Bab 10: Having Fun

Start from the beginning
                                    

"Oke penumpang, duduk manis di belakang." Perintahku dan dituruti Sastra untuk duduk di bangku belakang.

"OKE. MELUNCURRR." Kata ku.

Aku langsung mengayuh sepeda.

"Erghhh." Aku mengerang di ayuhan pertama. Bagaimana tidak? Sastra ternyata berat sekali.

"Kok lo berat banget si? Kebanyakan dosa sih lo." Kata ku sembari mengayuh sepeda yang tidak kunjung bergerak.

"Yakin masih mau yang ngayuh, Wahai orang terkuat sedunia?" Jawab Sastra meledek sambil tertawa.

Ia menyuruhku turun dan pada akhirnya, dia yang membonceng aku menyusuri jalanan Bogor yang tengah ramai pengunjung juga.

"IIIII ADA ES KRIM! MAUUUUU, SASSS." Teriak ku semangat karena di pinggir jalan ada stan es krim.

"Lo ga liat Bogor dingin?
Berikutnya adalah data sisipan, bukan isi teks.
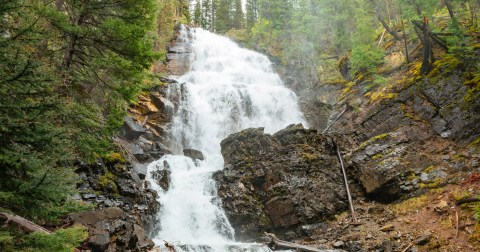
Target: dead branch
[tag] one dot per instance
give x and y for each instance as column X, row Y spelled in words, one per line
column 456, row 223
column 349, row 196
column 24, row 223
column 467, row 200
column 278, row 244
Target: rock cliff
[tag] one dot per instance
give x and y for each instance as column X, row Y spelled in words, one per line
column 279, row 182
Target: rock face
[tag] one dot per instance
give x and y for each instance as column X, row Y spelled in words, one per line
column 111, row 229
column 406, row 142
column 193, row 154
column 279, row 182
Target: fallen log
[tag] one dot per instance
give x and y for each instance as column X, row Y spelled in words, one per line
column 467, row 200
column 349, row 196
column 277, row 244
column 24, row 223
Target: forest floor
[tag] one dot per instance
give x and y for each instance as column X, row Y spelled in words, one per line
column 431, row 222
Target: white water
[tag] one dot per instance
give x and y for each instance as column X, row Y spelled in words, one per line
column 227, row 89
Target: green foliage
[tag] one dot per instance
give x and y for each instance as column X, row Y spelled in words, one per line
column 6, row 241
column 107, row 181
column 365, row 58
column 67, row 76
Gila lo mau makan es krim." Jawab Sastra menolak.

Aku menepuk pundak Sastra berkali kali dengan keadaan dongkol. Sembari menyoraki nya pelit berulang kali. Setelah mengatakan itu, tampaknya telinga Sastra panas dan akhirnya menuruti permintaan ku.

"Awas aja lo pilek demam sampe dirawat. Gue buang lo ke siring." Kata Sastra sambil menyerahkan es krim yang ia beli.

"Ngga bakal. Makasih, Om." Jawabku berterima kasih.

"Ssssttt, ntar orang kira gue melihara lo. Najis najis najis." Kata nya risih.

Aku tertawa dan berulang kali memanggilnya dengan sebutan 'om' supaya ia terganggu. Kalau Sastra marah, alisnya memerah dan hidung mancungnya yang kembang kempis. Oleh sebab itu, terkadang aku suka melihat Sastra mengomel kecil.

Sastra Hamonangan's POV

"HADOHHHHH INI UDAH JAM BERAPA KITA GA GERAK GERAK." Gerutu Monra sambil menggaruk kepala kepalanya.

Aku rasa, bukan hal baru di kota besar jika kemana mana harus menghadapi kerubunan manusia. Lain hal nya dengan Monra, ini kali ke 5 dia mengeluh terus terusan kepada hal yang tak dapat aku ubah.

"Tidur aja. Gausah berisik!" Kata ku kesal.

"Gue ga bisa tidur di mobil stella jeruk lo ini." Jawabnya tak kalah emosi.

"Yaudah terus harus gue apain? Yakali pengharum mobil gue, gue sangkut jigong lo disini!? Aneh aneh aja." Kata ku dongkol.

Monra mengambil Stella Jeruk (pengharum ruangan) dan mencampakkan nya ke belakang tempat barang barang di letakkan. Ada beberapa hal yang aku kesalkan dengan Monra. Ia egois dan menganggap hal hal pasaran seperti itu adalah hal biasa. Padahal, hal hal seperti ini membuat ku jengkel.
Aku coba menenangkan diri dan memilih untuk tidak marah dengan anak kecil ini. Terlebih lagi, aku takur terjadi hal hal yang tidak diinginkan.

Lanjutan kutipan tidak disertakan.